El fenómeno no es nuevo, por lo que considero interesante mirar hacia atrás y recordar cómo recibieron los escribanos públicos, predecesores del actual Notariado, otra importante innovación que también produjo un sensible cambio en la vida y en las relaciones sociales. Me refiero a la invención de la imprenta, cuya incidencia en la historia de la humanidad bien puede compararse, salvando las distancias, con la que está experimentando en estos años con la llegada de la era digital.

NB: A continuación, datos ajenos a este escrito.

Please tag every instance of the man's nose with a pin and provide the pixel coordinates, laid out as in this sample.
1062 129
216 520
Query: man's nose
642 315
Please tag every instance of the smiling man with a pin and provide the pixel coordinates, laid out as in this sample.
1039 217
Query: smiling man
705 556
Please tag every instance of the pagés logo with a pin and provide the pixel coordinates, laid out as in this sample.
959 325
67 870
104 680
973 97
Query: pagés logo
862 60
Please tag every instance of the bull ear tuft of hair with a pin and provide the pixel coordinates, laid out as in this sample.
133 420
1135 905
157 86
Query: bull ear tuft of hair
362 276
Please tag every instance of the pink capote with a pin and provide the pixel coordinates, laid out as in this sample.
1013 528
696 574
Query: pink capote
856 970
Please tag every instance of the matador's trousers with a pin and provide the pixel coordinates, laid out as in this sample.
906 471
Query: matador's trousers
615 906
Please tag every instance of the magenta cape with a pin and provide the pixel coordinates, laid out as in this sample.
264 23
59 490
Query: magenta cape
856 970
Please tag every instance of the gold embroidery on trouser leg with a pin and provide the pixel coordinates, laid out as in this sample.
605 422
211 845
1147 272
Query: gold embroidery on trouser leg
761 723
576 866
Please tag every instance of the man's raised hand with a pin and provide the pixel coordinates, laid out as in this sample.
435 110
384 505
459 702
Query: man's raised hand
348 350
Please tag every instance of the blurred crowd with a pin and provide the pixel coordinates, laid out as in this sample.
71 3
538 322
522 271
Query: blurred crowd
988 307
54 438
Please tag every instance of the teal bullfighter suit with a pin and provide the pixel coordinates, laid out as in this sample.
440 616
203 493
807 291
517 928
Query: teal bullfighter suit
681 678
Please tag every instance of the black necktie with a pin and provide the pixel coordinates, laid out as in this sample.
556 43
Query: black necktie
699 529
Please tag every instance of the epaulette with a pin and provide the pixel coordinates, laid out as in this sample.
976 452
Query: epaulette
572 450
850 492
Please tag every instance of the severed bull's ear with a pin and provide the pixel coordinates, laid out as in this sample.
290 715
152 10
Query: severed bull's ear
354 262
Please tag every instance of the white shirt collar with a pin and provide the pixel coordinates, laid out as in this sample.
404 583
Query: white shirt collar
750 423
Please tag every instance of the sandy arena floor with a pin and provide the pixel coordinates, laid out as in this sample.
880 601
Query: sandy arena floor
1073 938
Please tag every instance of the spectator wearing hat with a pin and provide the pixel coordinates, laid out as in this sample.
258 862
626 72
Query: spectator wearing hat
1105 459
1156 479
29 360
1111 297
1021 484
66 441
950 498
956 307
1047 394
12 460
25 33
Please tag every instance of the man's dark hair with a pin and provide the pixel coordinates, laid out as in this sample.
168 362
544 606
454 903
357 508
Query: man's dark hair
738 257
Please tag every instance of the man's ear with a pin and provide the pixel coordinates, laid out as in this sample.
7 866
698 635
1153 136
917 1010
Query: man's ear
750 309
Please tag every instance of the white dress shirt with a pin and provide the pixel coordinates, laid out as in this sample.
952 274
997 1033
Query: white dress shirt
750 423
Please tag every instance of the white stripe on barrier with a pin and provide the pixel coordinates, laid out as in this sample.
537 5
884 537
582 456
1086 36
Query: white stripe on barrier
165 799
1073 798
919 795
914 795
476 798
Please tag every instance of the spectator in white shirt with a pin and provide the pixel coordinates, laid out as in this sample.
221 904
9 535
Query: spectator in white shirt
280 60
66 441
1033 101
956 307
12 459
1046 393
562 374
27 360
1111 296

La invención de la imprenta con tipos móviles en 1440 fue recibida con gran entusiasmo y tanta admiración que llegó a ser calificada de milagro y como tal fue tenida. Por encima de esta retórica es lo cierto que no puede dudarse de lo que supuso para el desarrollo humano y lo que ha representado en la extensión de los saberes y en la difusión de la cultura y el conocimiento. También, desde otro punto de vista, significó un elemento técnico de comunicación y divulgación.
“Ante la llegada de la era digital considero interesante mirar hacia atrás y recordar cómo recibieron los escribanos públicos, predecesores del actual Notariado, otra importante innovación que también produjo un sensible cambio en la vida y en las relaciones sociales. Me refiero a la invención de la imprenta"

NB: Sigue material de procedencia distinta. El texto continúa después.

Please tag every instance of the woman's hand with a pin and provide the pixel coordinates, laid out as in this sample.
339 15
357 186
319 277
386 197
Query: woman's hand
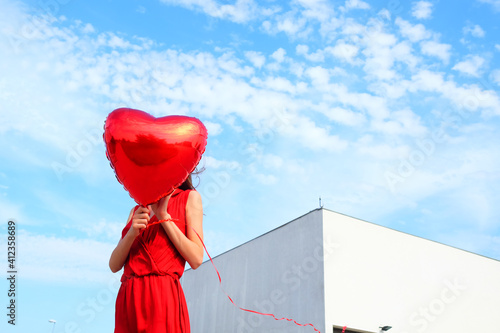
140 221
159 208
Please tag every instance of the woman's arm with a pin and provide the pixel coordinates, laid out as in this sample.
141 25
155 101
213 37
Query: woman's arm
190 247
140 221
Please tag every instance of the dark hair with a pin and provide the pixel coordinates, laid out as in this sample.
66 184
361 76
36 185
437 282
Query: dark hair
188 183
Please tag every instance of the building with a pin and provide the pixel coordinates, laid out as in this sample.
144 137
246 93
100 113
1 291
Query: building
332 270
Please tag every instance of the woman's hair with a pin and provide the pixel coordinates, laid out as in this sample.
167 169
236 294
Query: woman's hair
188 183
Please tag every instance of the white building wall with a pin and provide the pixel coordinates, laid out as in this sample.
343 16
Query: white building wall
280 272
378 276
330 269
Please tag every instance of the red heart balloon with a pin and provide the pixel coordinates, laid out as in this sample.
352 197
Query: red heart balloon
152 156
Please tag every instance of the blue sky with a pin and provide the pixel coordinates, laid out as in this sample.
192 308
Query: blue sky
388 111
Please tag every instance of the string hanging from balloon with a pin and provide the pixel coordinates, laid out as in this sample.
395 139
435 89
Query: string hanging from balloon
229 297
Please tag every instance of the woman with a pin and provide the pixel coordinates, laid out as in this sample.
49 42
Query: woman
150 298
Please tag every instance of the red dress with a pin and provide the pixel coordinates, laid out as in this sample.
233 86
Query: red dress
150 298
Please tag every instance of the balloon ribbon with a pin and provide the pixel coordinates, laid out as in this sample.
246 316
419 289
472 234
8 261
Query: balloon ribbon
220 283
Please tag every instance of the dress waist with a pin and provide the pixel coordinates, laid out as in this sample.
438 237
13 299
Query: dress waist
125 277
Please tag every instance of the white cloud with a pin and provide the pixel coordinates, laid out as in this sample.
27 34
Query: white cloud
65 260
356 4
319 76
474 30
495 76
256 58
422 9
240 11
345 117
344 51
439 50
213 129
403 122
303 50
279 55
414 33
213 163
494 3
467 97
471 66
320 10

El libro impreso es el objeto preferente de los estudios sobre la imprenta. Los historiadores e investigadores se han ocupado especialmente de la producción bibliográfica y de los talleres que se dedicaron a esta impresión. Ello, quizá, ha minimizado la importancia que tuvo en la pequeña elaboración de papeles, hojas volantes o pliegos sueltos, cuya realización permitía la homogeneización, expansión y divulgación de normas, ideas o principios entre amplios colectivos y ámbitos sociales.
Entre los investigadores es escasa la referencia específica a la producción documental impresa, en la que precisamente encontramos las primeras y más numerosas muestras de la instalación del nuevo invento en España. Quede como muestra el “Sinodal de Aguilafuente” (Segovia 1472), primer documento impreso según la opinión más autorizada. Esta modalidad de impresión documental se puso al servicio de los fines de proselitismo, divulgación y publicidad necesarios o convenientes desde el punto de vista político o institucional, pues facilitaba el conocimiento por los fieles y los súbditos de las normas que habrían de presidirlos y regirlos. Se producía así una verdadera socialización del documento que, reproducido en numerosas copias, aumentaba su difusión y podía llegar a un número mayor de destinatarios que el manuscrito.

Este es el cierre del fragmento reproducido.